Methyl-thiohydantoin-tryptophan (MTH-TRP), another IDO inhibitor, has been discovered and is 20-fold more potent than 1-MT. Its sidechain is a mimetic of the amino acid backbone of tryptophan and it is more soluble in water than 1-MT but it is also more rapidly cleared from serum, both compounds being orally bioavailable [30].
In conclusion, IDO1’s expression is known to be immunosuppressive and may be involved in tumor immune escape, but it has also been implicated in direct anti-tumor effects. More studies are needed to better understand the role of IDO1 and IDO2, the implication of their inhibition and to determine whether a correlation exists between these enzymes and other important enzymes of the TRP metabolism such as TDO2.
Several studies have reported functional TDO2 expression in various human cancers including bladder, melanoma, and hepatocellular carcinoma [40]. In a preclinical mouse model, it has been shown that TDO2 expression by tumor cells prevented their rejection by immunized animals [39]. Interestingly, this type of immunosuppression prevents allograft rejection usually observed after liver transplantation [40]. TDO2 promotes tumor progression through the production of kynurenine, which is an endogenous ligand of the aryl hydrocarbon receptor (AHR), known to be involved in increased tumor cell survival and motility, and reduced anti-tumor immune responses. Altogether, these data suggest that pharmacological inhibition of TDO2 could reactivate the immune system and promote tumor destruction. So far, several compounds were reported as TDO2 inhibitors such as 680C91 [38], which has poor bioavailability and poor solubility, replaced by LM10, which has high bioavailability and solubility [42].

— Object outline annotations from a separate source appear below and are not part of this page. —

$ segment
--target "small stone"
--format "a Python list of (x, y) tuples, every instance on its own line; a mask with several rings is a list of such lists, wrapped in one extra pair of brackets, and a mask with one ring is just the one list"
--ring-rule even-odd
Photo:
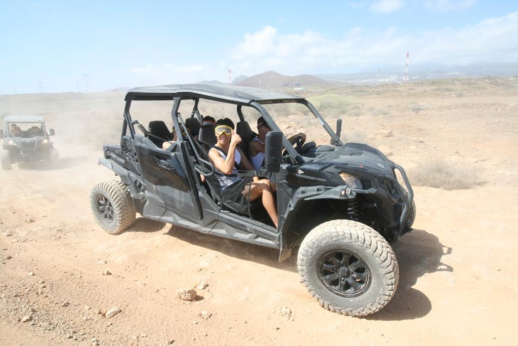
[(202, 310), (202, 312), (198, 314), (198, 316), (202, 317), (204, 320), (208, 320), (212, 315), (212, 314), (206, 310)]
[(186, 289), (183, 288), (182, 289), (179, 289), (177, 293), (178, 293), (178, 297), (182, 300), (192, 301), (198, 296), (196, 291), (194, 289)]
[(119, 308), (112, 308), (110, 310), (106, 311), (105, 316), (107, 319), (111, 319), (121, 311), (122, 310)]
[(281, 316), (284, 317), (290, 317), (291, 316), (291, 310), (289, 308), (286, 308), (286, 307), (281, 308), (279, 312), (280, 313)]

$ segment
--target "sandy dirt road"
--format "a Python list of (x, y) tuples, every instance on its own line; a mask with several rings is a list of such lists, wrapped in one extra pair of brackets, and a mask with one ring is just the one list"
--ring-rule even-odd
[[(368, 102), (395, 112), (408, 88), (387, 88)], [(106, 233), (90, 211), (90, 190), (114, 177), (96, 164), (100, 151), (56, 136), (57, 169), (0, 172), (0, 343), (516, 344), (516, 89), (485, 90), (481, 101), (423, 88), (415, 97), (434, 105), (425, 113), (367, 113), (350, 123), (370, 124), (369, 134), (392, 130), (368, 139), (410, 172), (416, 161), (441, 156), (473, 167), (480, 181), (414, 188), (414, 230), (394, 244), (399, 287), (378, 313), (352, 318), (321, 308), (299, 283), (296, 257), (278, 263), (270, 249), (143, 218)], [(9, 109), (29, 107), (2, 98)], [(107, 106), (98, 107), (102, 114)], [(208, 286), (196, 288), (202, 282)], [(198, 300), (177, 298), (177, 289), (193, 287)], [(96, 313), (115, 307), (122, 311), (111, 319)], [(31, 321), (21, 322), (25, 315)]]

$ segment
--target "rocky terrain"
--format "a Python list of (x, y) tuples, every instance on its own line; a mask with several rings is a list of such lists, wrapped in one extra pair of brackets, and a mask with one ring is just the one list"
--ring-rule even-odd
[[(0, 95), (0, 120), (46, 117), (61, 157), (0, 171), (0, 344), (516, 344), (517, 91), (516, 78), (488, 78), (305, 94), (415, 185), (414, 230), (393, 245), (398, 290), (365, 318), (321, 308), (296, 254), (279, 263), (271, 249), (141, 218), (103, 231), (90, 190), (116, 178), (96, 163), (120, 135), (123, 93)], [(143, 107), (141, 122), (168, 107)], [(275, 116), (288, 134), (328, 141), (310, 115)]]

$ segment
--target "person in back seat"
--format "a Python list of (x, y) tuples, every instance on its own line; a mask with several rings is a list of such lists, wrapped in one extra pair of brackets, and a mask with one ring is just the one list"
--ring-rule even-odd
[(222, 190), (221, 203), (235, 212), (245, 214), (248, 211), (249, 197), (250, 201), (261, 197), (263, 205), (277, 228), (279, 216), (269, 181), (237, 175), (238, 170), (252, 171), (254, 168), (237, 146), (241, 139), (234, 129), (234, 122), (228, 118), (218, 120), (215, 129), (218, 142), (209, 151), (209, 157), (220, 171), (214, 175)]
[[(264, 143), (265, 139), (266, 137), (266, 134), (271, 131), (271, 129), (266, 123), (264, 118), (260, 117), (257, 119), (257, 134), (258, 135), (252, 140), (249, 147), (250, 151), (250, 160), (252, 164), (254, 167), (254, 169), (258, 171), (264, 164)], [(306, 140), (306, 134), (300, 132), (294, 135), (288, 139), (291, 141), (298, 136), (301, 136)]]

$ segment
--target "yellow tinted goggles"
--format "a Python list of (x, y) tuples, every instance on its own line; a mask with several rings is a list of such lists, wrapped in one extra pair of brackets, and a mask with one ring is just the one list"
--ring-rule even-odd
[(229, 136), (232, 134), (233, 130), (232, 128), (229, 126), (220, 125), (216, 127), (216, 128), (214, 129), (214, 132), (216, 133), (216, 134), (219, 134), (220, 136), (223, 133), (227, 136)]

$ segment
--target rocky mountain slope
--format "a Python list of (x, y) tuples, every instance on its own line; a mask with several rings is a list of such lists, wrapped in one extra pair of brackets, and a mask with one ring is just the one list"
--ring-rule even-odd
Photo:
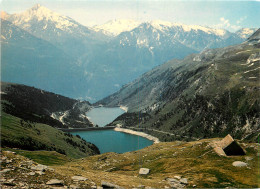
[[(13, 155), (12, 152), (3, 151), (2, 167), (6, 172), (2, 173), (0, 182), (3, 187), (13, 184), (18, 188), (21, 184), (36, 188), (58, 185), (71, 188), (259, 187), (259, 145), (242, 143), (246, 156), (224, 157), (218, 156), (211, 147), (211, 143), (217, 140), (163, 142), (135, 152), (105, 153), (72, 161), (54, 152), (13, 150), (17, 154)], [(235, 167), (234, 162), (242, 162), (244, 166)], [(140, 175), (140, 168), (148, 168), (149, 174)], [(40, 175), (41, 172), (44, 174)], [(51, 179), (58, 179), (59, 182), (56, 181), (57, 185), (47, 185)]]
[(258, 30), (241, 45), (158, 66), (98, 103), (127, 106), (130, 112), (112, 124), (138, 128), (161, 140), (230, 133), (257, 141), (259, 63)]
[(87, 101), (77, 101), (25, 85), (1, 82), (2, 111), (25, 121), (44, 123), (58, 128), (84, 128), (93, 124), (85, 113)]
[(56, 151), (70, 158), (99, 154), (99, 149), (80, 137), (50, 125), (36, 123), (1, 112), (1, 147)]
[(250, 33), (164, 21), (117, 20), (89, 28), (39, 4), (1, 18), (3, 81), (92, 102), (169, 59), (241, 43)]
[(56, 151), (80, 158), (99, 154), (99, 149), (57, 128), (84, 128), (93, 124), (85, 113), (89, 102), (1, 82), (1, 147)]

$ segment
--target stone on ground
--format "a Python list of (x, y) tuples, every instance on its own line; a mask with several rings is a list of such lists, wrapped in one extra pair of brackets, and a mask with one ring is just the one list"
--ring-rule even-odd
[(74, 181), (85, 181), (85, 180), (88, 180), (86, 177), (82, 177), (82, 176), (73, 176), (71, 178)]
[(147, 168), (141, 168), (139, 170), (140, 175), (147, 175), (147, 174), (149, 174), (149, 172), (150, 172), (150, 169), (147, 169)]
[(235, 166), (235, 167), (245, 167), (245, 166), (247, 166), (247, 163), (245, 163), (243, 161), (234, 161), (232, 163), (232, 165)]
[(63, 180), (51, 179), (46, 184), (47, 185), (60, 185), (60, 186), (63, 186), (64, 182), (63, 182)]

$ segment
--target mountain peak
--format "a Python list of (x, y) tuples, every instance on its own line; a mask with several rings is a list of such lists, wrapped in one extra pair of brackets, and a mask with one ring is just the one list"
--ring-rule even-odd
[(94, 30), (96, 31), (105, 31), (107, 33), (110, 33), (112, 35), (118, 35), (125, 31), (131, 31), (132, 29), (139, 26), (141, 22), (131, 19), (115, 19), (106, 22), (103, 25), (99, 25), (94, 27)]
[(41, 4), (37, 3), (37, 4), (35, 4), (35, 5), (32, 7), (32, 9), (36, 10), (36, 9), (41, 8), (41, 7), (42, 7)]
[(1, 19), (6, 19), (7, 16), (8, 16), (7, 12), (1, 11)]

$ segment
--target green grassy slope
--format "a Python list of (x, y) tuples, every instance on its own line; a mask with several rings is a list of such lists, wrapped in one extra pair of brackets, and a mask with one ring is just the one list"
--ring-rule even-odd
[(129, 107), (110, 125), (142, 129), (162, 141), (229, 133), (256, 142), (259, 57), (259, 42), (205, 50), (159, 66), (99, 103)]

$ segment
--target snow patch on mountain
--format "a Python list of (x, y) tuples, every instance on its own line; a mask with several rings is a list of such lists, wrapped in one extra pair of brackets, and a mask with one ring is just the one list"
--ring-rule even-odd
[(241, 38), (248, 38), (250, 37), (254, 32), (256, 32), (257, 28), (242, 28), (236, 32), (238, 36)]
[(112, 20), (103, 25), (94, 26), (95, 31), (103, 31), (105, 34), (110, 34), (116, 36), (125, 31), (131, 31), (134, 28), (138, 27), (141, 24), (139, 21), (120, 19)]

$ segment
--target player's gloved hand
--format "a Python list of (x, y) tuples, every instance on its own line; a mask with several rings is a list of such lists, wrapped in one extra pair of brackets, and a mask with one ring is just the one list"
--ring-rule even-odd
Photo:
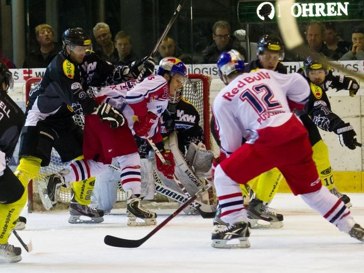
[(344, 123), (336, 129), (336, 134), (339, 136), (340, 144), (343, 147), (346, 146), (350, 150), (355, 150), (356, 148), (356, 134), (350, 123)]
[(108, 103), (100, 104), (96, 112), (100, 117), (100, 121), (110, 122), (110, 127), (113, 129), (123, 126), (125, 122), (123, 114)]
[(166, 163), (163, 164), (159, 157), (156, 155), (155, 159), (157, 169), (166, 177), (169, 179), (173, 179), (173, 175), (174, 174), (174, 166), (176, 164), (173, 158), (173, 154), (172, 153), (170, 150), (162, 151), (160, 154), (163, 156), (163, 158), (166, 160)]
[(135, 121), (133, 125), (133, 130), (138, 136), (147, 136), (152, 127), (158, 122), (158, 116), (151, 112), (139, 118), (138, 121)]
[(146, 56), (143, 59), (137, 60), (132, 63), (131, 73), (135, 78), (137, 78), (141, 71), (144, 69), (144, 77), (149, 76), (154, 72), (155, 63), (153, 58)]

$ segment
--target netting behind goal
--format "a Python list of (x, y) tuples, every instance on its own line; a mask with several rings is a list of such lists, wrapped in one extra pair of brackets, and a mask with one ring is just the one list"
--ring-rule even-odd
[[(31, 78), (26, 83), (26, 99), (28, 101), (29, 93), (31, 89), (36, 87), (41, 81), (41, 78)], [(183, 96), (190, 101), (196, 108), (200, 115), (199, 125), (204, 129), (205, 144), (208, 150), (211, 148), (210, 134), (210, 105), (209, 93), (210, 85), (212, 77), (210, 75), (192, 74), (188, 75), (188, 79), (184, 86)], [(83, 116), (75, 115), (73, 117), (75, 122), (82, 128), (84, 125)], [(41, 201), (39, 199), (36, 188), (34, 186), (38, 181), (45, 176), (56, 173), (66, 167), (69, 162), (62, 162), (57, 151), (52, 149), (49, 165), (42, 167), (37, 177), (29, 183), (28, 186), (28, 212), (42, 209)], [(155, 173), (154, 176), (157, 182), (161, 182)], [(71, 184), (72, 187), (72, 183)], [(71, 200), (71, 188), (62, 188), (59, 202), (69, 203)], [(126, 200), (125, 193), (118, 190), (117, 201)]]

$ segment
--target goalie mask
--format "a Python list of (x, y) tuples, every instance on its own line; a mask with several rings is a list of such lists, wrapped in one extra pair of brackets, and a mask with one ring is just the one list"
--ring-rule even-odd
[(217, 61), (217, 72), (226, 85), (228, 85), (228, 82), (223, 75), (228, 76), (236, 71), (243, 73), (245, 70), (244, 57), (237, 50), (232, 49), (228, 52), (223, 52), (220, 54)]
[(71, 51), (76, 54), (86, 53), (90, 55), (92, 52), (92, 43), (91, 39), (81, 28), (67, 29), (62, 34), (63, 50), (67, 54), (66, 46), (70, 46)]
[[(3, 82), (5, 82), (6, 89), (3, 90)], [(7, 91), (12, 89), (14, 86), (14, 79), (11, 72), (9, 70), (6, 65), (0, 61), (0, 89), (2, 91)]]
[(279, 60), (283, 60), (285, 58), (285, 46), (278, 37), (265, 35), (259, 39), (256, 46), (257, 56), (262, 54), (265, 51), (268, 50), (278, 53)]

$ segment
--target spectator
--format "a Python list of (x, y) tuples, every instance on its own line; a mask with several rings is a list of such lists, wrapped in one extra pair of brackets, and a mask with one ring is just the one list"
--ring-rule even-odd
[(53, 28), (47, 24), (35, 27), (35, 36), (39, 47), (31, 50), (29, 55), (24, 60), (23, 67), (37, 68), (47, 67), (60, 51), (59, 45), (54, 43)]
[(117, 64), (119, 54), (111, 40), (111, 32), (109, 25), (105, 23), (98, 23), (93, 28), (93, 35), (99, 46), (95, 53), (101, 59), (112, 64)]
[(337, 53), (339, 58), (346, 53), (350, 48), (350, 43), (344, 41), (337, 36), (335, 25), (332, 23), (326, 25), (325, 41), (329, 49)]
[(175, 57), (181, 60), (184, 64), (192, 63), (191, 57), (187, 54), (183, 54), (182, 51), (176, 45), (174, 40), (168, 36), (166, 36), (160, 44), (154, 61), (156, 64), (159, 64), (160, 60), (166, 57)]
[[(16, 68), (16, 66), (15, 65), (14, 62), (13, 62), (11, 60), (7, 59), (6, 58), (3, 57), (3, 53), (0, 50), (0, 61), (2, 61), (6, 65), (7, 67), (9, 69), (12, 69), (13, 68)], [(1, 64), (1, 62), (0, 62)]]
[(364, 60), (364, 29), (357, 28), (351, 34), (353, 46), (351, 49), (341, 57), (340, 60)]
[(338, 60), (336, 52), (329, 49), (323, 43), (325, 26), (321, 22), (311, 21), (306, 27), (306, 40), (309, 49), (311, 52), (322, 53), (326, 57), (333, 60)]
[(115, 35), (114, 41), (119, 56), (118, 65), (127, 66), (138, 59), (131, 49), (131, 38), (129, 33), (120, 30)]
[(230, 26), (226, 21), (217, 21), (212, 27), (212, 38), (214, 39), (203, 51), (204, 64), (215, 64), (220, 54), (224, 51), (235, 49), (245, 57), (245, 49), (239, 41), (230, 34)]

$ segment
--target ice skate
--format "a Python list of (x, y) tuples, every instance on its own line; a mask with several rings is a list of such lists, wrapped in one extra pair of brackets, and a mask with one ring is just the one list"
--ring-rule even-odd
[(224, 230), (213, 232), (211, 245), (217, 248), (249, 247), (249, 227), (248, 223), (239, 222), (229, 225)]
[(13, 245), (0, 244), (0, 263), (17, 263), (22, 260), (22, 249)]
[(23, 230), (25, 229), (25, 224), (27, 223), (27, 219), (23, 216), (19, 216), (16, 225), (14, 228), (15, 230)]
[(248, 218), (252, 228), (280, 228), (283, 226), (283, 215), (270, 210), (261, 200), (250, 201)]
[(104, 211), (79, 204), (74, 199), (73, 190), (69, 212), (68, 222), (70, 224), (98, 223), (104, 221)]
[(353, 238), (364, 242), (364, 228), (361, 227), (359, 224), (354, 225), (353, 228), (349, 232), (348, 234)]
[[(129, 199), (127, 205), (127, 216), (128, 225), (149, 225), (157, 223), (155, 218), (157, 214), (151, 212), (141, 205), (140, 198), (136, 198)], [(144, 222), (136, 222), (136, 218), (139, 218)]]
[(60, 187), (66, 184), (62, 174), (68, 172), (68, 170), (63, 170), (37, 181), (36, 186), (41, 201), (47, 211), (57, 204), (60, 195)]
[(224, 221), (221, 220), (220, 218), (220, 215), (221, 207), (220, 206), (220, 204), (218, 204), (216, 208), (216, 213), (215, 215), (215, 217), (214, 217), (214, 220), (212, 221), (212, 223), (214, 225), (214, 227), (212, 228), (213, 233), (225, 230), (228, 226), (229, 226), (229, 224), (225, 223)]
[(340, 199), (341, 201), (344, 202), (344, 204), (345, 204), (345, 205), (348, 208), (353, 206), (353, 205), (350, 202), (350, 198), (349, 196), (339, 192), (336, 187), (334, 187), (330, 190), (330, 192), (336, 196), (337, 198)]

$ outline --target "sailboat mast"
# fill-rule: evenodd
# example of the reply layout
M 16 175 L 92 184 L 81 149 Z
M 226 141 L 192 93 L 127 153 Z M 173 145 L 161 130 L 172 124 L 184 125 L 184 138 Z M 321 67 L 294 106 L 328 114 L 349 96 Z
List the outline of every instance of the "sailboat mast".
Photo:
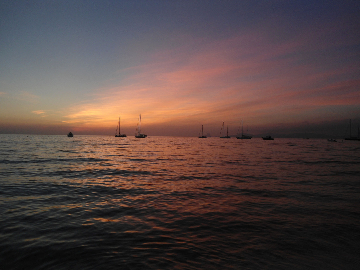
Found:
M 243 120 L 241 120 L 241 136 L 244 137 L 243 135 Z
M 351 120 L 350 120 L 350 138 L 351 138 Z

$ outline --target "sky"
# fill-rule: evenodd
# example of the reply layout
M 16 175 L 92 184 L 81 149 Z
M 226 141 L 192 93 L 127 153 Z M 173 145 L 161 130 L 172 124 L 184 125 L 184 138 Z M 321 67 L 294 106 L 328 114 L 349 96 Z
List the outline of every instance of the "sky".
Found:
M 0 133 L 112 135 L 121 116 L 135 135 L 141 114 L 150 136 L 223 122 L 233 135 L 242 119 L 252 134 L 342 134 L 360 118 L 359 14 L 358 1 L 0 1 Z

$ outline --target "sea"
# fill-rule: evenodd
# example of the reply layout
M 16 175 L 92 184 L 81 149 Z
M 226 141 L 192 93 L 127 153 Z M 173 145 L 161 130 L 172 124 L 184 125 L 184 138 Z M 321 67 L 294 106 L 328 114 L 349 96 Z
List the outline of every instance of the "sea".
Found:
M 0 268 L 359 269 L 337 141 L 0 135 Z

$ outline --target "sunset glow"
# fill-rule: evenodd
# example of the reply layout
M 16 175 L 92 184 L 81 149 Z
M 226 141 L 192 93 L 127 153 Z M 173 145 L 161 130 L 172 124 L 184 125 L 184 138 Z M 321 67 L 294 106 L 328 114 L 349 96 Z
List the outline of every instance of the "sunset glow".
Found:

In another study, ~2800 compounds from the Library of National Cancer Institute USA were screened, among which seven were potent inhibitors of TDO2, with inhibition rates in the nanomolar or low micromolar ranges, and six of them inhibited both IDO1 and TDO2. All these inhibitors have antitumor characteristics on different cancer cell lines [40](Table 2). NSC 26326 or β-lapachone, which is a topoisomerase I inhibitor, was the strongest IDO1/TDO2 inhibitor, with Ki = 97 ± 14 nM for TDO2 and 30–70 nM for IDO1 [40].
This pharmacological approach may be further extended to a wider range of eligible tumors before entering into clinical studies.
In conclusion, according to some preclinical data pharmacological inhibition of TDO2 and IDO1 might represent a safe and efficient approach to treat cancer by promoting tumoral destruction by the immune system, and consequently potentiating cancer immunotherapies whether it is a single shot inhibition or a two-shot inhibition (IDO1 and TDO2).